Herpes zoster (HZ) infection of the maxillary and mandibular divisions of the trigeminal nerve manifests orally as unilateral vesicular eruption localized to the skin and mucus membrane of the dermatome innervated by the trigeminal nerve. Herpes zoster infection has been observed in immunocompromised states like uncontrolled diabetes, cancer chemotherapy, lymphoproliferative diseases, and recently in HIV-positive patients. There are only a few case reports of osteonecrosis due to HZ in an HIV-positive patient in an Indian population, this being the first in a North Indian population. We propose that osteonecrosis should be considered as a strong indicator of HIV infection, especially in a developing country like India. The present case highlights the complexities which can arise in an HIV-inflicted individual suffering from HZ infection. Early diagnosis of such infections can lead to effective treatment and prevention of complications.

Keywords: Herpes zoster, HIV, osteonecrosis, tooth exfoliation


How to cite this article:
Arora PC, Manchanda AS, Narang RS, Arora A. Mandibular osteonecrosis and teeth exfoliation after herpes zoster infection in an HIV-inflicted individual.

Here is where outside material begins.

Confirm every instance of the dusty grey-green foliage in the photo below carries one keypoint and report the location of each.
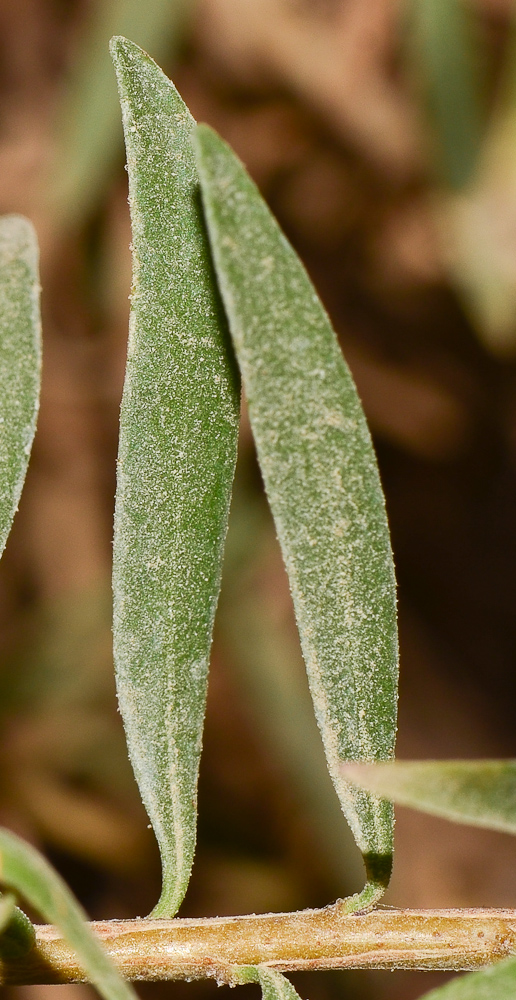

J Indian Acad Oral Med Radiol 2015;27:101-4

How to cite this URL:
Arora PC, Manchanda AS, Narang RS, Arora A. Mandibular osteonecrosis and teeth exfoliation after herpes zoster infection in an HIV-inflicted individual. J Indian Acad Oral Med Radiol [serial online] 2015 [cited 2020 May 25];27:101-4. Available from: http://www.jiaomr.in/text.asp?2015/27/1/101/167126


   Introduction Top


Herpes zoster (HZ) is a viral infection that is caused by the reactivation of the varicella zoster virus (VZV), which lies dormant in the sensory ganglia. Infections occur unilaterally almost exclusively in middle-aged and elderly patients and may cause considerable distress mainly because of neuralgia that accompanies and may persist after skin eruption. Usually, oral vesicles appear after skin manifestations. Oral vesicles rupture and coalesce presenting as large mucosal erosions. Prodromal pain which mimics toothache or pulpitis may occur in the distribution of the trigeminal nerve some days before vesicular eruptions are observed. [1] Varicella zoster virus infection resulting in HZ is a well-recognized cause of morbidity in HIV-infected individuals and has been considered as an early manifestation of HIV infection. [2],[3]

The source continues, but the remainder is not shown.